Deficient JNK results in changes in cell proliferation, death and cellular stress that don’t affect buccopharyngeal membrane perforation
In our experiments, we determined that deficient JNK results in a multitude of effects in basic processes necessary for tissue growth and homeostasis. First, we observed an increase in apoptosis throughout the face in the JNK morphants and JNK inhibitor treated embryos. Indeed, JNK is well known for its context dependent role in promoting or inhibiting cell death (reviewed in in (Davis, 2000)). Further, JNK signals are often thought to be necessary in maintaining homeostasis (Karpac and Jasper, 2009) and therefore it is certainly plausible that without JNK the cell has difficulty surviving. We also found that active JNK is enriched in cells that appear to be in the midst of mitosis. Moreover, JNK deficiency results in a significant loss of mitotically positive cells.
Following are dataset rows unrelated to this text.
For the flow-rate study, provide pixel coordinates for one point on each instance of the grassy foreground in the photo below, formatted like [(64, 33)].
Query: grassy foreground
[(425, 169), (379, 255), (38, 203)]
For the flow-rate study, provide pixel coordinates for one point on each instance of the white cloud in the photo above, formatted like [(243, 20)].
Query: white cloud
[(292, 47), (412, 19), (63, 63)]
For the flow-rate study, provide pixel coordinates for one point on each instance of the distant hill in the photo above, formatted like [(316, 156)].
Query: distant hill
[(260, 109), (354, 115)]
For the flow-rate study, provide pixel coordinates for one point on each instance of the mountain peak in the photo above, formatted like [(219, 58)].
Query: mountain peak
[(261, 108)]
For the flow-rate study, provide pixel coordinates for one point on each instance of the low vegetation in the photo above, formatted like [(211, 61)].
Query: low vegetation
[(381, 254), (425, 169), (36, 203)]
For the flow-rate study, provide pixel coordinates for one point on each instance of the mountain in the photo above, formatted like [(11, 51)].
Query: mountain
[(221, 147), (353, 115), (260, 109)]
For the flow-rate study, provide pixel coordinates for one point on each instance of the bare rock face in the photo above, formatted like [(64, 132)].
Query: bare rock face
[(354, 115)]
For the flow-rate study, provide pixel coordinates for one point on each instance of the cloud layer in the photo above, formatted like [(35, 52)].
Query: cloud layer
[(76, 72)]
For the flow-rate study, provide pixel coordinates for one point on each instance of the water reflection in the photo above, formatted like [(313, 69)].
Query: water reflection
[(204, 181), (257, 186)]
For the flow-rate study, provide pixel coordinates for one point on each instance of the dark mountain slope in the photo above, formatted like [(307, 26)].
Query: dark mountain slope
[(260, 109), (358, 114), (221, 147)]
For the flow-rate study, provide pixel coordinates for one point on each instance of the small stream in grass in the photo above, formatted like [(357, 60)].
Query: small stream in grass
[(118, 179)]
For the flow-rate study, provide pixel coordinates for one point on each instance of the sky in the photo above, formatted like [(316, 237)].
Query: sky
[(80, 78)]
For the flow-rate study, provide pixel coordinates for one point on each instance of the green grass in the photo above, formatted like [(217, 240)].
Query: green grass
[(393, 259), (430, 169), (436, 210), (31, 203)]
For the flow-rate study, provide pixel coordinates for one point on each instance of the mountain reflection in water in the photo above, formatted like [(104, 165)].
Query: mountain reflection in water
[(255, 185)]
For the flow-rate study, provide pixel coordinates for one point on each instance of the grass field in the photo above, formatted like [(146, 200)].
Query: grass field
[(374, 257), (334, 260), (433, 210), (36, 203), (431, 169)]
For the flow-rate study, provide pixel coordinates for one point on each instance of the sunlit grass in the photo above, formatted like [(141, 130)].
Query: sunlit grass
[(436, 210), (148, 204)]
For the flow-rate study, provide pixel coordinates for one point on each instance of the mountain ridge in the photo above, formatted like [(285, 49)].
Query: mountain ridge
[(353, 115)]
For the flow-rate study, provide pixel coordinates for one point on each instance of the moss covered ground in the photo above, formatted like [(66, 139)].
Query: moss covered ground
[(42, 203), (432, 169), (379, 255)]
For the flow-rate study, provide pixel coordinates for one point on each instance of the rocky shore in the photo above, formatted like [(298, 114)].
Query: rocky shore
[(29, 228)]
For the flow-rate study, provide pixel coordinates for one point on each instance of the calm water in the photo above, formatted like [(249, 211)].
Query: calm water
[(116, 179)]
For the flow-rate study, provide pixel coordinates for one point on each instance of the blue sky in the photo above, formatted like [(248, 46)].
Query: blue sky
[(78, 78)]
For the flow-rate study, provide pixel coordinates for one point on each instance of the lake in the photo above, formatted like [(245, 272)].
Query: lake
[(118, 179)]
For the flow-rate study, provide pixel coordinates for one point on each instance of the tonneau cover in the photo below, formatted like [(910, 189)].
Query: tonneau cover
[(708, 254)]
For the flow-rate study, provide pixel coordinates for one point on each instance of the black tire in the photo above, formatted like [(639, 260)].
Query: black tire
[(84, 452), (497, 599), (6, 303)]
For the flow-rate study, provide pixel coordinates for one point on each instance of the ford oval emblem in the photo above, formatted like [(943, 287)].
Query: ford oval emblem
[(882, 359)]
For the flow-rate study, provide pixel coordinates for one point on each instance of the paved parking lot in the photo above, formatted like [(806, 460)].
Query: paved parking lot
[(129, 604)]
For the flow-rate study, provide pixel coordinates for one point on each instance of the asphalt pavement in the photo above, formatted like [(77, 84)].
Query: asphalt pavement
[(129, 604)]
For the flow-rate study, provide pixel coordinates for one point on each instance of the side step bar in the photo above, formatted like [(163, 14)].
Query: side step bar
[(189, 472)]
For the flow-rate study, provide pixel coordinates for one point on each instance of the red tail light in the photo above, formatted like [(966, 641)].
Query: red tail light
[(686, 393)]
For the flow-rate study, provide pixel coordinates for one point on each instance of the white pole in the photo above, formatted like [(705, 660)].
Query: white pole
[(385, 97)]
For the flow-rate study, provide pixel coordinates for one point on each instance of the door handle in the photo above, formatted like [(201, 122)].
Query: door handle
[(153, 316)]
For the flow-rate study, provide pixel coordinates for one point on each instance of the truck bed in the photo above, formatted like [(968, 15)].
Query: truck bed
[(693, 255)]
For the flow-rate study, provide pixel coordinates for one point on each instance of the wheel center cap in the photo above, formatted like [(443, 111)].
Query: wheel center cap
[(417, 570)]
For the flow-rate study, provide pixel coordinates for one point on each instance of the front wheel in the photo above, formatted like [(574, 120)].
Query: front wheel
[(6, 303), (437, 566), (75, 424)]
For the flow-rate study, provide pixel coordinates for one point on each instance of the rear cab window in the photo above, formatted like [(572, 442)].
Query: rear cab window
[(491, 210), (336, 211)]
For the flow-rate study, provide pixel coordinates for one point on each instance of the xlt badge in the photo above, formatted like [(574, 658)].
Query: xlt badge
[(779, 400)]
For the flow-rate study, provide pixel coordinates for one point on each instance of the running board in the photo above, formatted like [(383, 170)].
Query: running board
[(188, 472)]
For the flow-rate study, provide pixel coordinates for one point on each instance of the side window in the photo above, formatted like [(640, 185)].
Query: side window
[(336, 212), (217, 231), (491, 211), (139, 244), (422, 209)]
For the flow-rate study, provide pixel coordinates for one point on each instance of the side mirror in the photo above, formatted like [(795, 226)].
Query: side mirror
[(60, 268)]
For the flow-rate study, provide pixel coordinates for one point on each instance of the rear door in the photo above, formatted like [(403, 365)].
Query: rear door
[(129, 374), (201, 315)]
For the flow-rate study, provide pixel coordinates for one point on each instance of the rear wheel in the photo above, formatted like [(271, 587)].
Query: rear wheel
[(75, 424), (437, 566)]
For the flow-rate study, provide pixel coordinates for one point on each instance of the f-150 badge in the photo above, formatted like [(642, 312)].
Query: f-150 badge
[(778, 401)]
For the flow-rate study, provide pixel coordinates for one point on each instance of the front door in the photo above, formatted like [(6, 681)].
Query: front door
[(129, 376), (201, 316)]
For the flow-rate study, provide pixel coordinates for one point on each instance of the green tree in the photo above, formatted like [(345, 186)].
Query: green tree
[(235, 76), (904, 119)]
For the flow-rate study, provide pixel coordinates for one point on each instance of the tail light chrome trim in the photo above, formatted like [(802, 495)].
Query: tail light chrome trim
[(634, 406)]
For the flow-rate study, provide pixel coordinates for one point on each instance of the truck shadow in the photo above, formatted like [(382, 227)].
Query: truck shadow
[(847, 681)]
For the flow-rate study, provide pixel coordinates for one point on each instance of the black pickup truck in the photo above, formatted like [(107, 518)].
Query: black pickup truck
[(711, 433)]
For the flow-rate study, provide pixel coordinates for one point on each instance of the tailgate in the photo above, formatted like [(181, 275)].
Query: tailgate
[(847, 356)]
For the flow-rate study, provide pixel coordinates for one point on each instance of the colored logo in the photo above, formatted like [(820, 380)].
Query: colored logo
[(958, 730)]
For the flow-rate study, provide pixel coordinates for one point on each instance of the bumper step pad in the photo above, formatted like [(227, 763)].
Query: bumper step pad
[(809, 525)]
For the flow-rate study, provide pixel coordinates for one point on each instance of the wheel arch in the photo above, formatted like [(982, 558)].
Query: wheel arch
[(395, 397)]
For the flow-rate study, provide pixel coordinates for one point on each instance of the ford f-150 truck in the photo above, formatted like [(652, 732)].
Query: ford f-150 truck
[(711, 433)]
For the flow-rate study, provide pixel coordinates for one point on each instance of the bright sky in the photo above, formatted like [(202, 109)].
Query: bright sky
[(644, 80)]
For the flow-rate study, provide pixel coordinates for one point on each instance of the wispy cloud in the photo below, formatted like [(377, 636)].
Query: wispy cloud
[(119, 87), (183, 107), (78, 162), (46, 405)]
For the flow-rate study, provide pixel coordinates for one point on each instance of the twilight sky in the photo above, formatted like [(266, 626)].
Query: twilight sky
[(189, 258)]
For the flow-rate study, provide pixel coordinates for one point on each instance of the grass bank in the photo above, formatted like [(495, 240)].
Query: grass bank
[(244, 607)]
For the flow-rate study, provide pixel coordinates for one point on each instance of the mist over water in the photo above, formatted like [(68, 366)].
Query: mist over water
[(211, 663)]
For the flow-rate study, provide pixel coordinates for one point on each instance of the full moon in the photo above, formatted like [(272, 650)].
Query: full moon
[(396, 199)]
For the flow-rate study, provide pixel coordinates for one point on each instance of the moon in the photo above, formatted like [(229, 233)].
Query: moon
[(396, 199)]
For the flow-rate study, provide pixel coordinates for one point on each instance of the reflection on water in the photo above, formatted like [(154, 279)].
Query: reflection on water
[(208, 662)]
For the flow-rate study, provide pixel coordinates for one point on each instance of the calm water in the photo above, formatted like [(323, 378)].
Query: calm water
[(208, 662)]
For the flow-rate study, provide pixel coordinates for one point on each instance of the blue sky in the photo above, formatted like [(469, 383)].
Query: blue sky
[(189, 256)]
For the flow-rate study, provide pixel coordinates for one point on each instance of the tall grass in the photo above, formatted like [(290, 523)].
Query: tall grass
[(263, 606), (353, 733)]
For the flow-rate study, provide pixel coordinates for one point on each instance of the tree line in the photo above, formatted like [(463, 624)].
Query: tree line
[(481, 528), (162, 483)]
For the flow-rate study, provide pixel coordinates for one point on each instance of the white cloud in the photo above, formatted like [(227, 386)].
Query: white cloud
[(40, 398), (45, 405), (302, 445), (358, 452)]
In mammalian cells, JNK has been shown important in the assembly and recruitment of spindle pole proteins (Lim et al., 2015) and to directly phosphorylate cell cycle regulators (Leppa and Bohmann, 1999; Gutierrez et al., 2010a; Gutierrez et al., 2010b). Consistent with these findings is that Weston et. al (Weston et al., 2004) showed that cell cycle markers were decreased in the epidermis of JNK deficient mice. Both a decrease in cell proliferation and especially an increase in cell death would be expected to result in significant stress to the growing embryo. Certainly, we found that several genes associated with cellular stress were up-regulated in the epidermis of JNK inhibitor treated embryos. JNK is well known as a stress activated protein kinase, and upon ROS accumulation it is normally activated under many contexts (Shen and Liu, 2006; Son et al., 2013). Such activation has been shown important for regulating processes that protect the cell or organism (Goberdhan and Wilson, 1998; Wang et al., 2003). It is therefore possible that without JNK activity the cell is not able to modulate oxidative stress responses which could lead to developmental defects.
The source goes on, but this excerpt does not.